弁径が大きく、電子制御では影響の出難いローテンプ・78度で開弁が始まり、また90度近辺で全開となります。
さらに、78サーモの優れている点は、全開時のストロークの大きさ。バックリと大きく弁が開くので、水流をより多く稼ぐことができます。
水流が大きく稼げれば、冷却効果も大きくなる。
ラジエターの容量をさらに引き出すことが可能になるわけです。こんな小さなアイテムですが、冷却効果は大きく影響し、単に開弁温度のみを対象にした一般的なローテンプサーモとは一線を画すのが、マルハの78サーモの性能なのです。
大変に優れたサーモスタットなのですが、NA6CEには使用することができませんでした。
理由は、サーモハウジングの形状とサーモスタットの全高にあります。
NA6CE用のサーモハウジングは、L字型をしています。曲がったハウジング部にサーモスタットが垂直にセットされる様になっています。
この垂直位置でのセットが前提になっているために、NA6CEの純正サーモスタットは他車種のサーモスタットと比較して、全高が短いタイプになっているのです。
この点は、アフターパーツのサーモスタットをNA6CEに装着する際に注意しなくてはならない箇所で、純正品よりも全高が長いサーモスタットを不注意に使用し、サーモスタットが完全にハウジングに収まらず、冷却水が漏れているケースなどがあります。
画像は、ハウジングに78サーモを仮にセットしたところ。
わずかに78サーモが収まりきらずに、浮いている様子が分かります。これこそが78サーモがNA6CEに装着できない理由なのです。
78サーモの全高が純正サーモより長いので、ハウジング内に収まり切らない。
理由はボトムで干渉しているのです。
では、具体的にどこと干渉が?
ハウジングの内部を確認すると、ボトムにリブが設けてあります。
このリブには2つの理由が考えられる。
1つは補強。L字に曲がったハウジングの強度を確保するために設けられたリブ。
2つ目は冷却水の整流。曲がった部分で冷却水がよどまない様にリブを使っている。
メーカーでは目的があってボトム内部にリブを設けているのです。
ところが、サーモスタットと干渉しているのは、まさにこのリブなのです。
サーモスタット側の干渉はサーモスタットの骨格となるベースフレームが干渉しています。
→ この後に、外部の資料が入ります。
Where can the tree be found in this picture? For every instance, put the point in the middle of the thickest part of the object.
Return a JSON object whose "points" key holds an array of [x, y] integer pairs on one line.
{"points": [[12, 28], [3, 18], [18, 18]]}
新設計のアダプターは、従来のアダプターより若干厚みを持たせ(15mm)、内部に段つきを設け、サーモスタットの位置を上部に引き上げます。
従来型のアダプターも同様ですが、水温センサは必ずサーモスタットの上側に取り付けます。
サーモスタットの下側に取り付けてしまうと、サーモの収縮時にスプリング等と干渉する恐れがあるためです。
アダプターに設けてあるメスネジは1/8PTピッチです。
電子メーターの殆どは1/8PTピッチのセンサとなっていますが、御使用前に必ず確認を
してください。
プラグはアダプターを使用しても、メーターを取り付けない場合に一時的に栓をするメクラ栓の役目をします。
一般的には“沈みプラグ”と言われます。
プラグはステンレス製となっています。
プラグを使われる場合でも、インナーリングの切り欠き部は後からセンサを取り付けても支障のない適切な箇所でセットをしてください。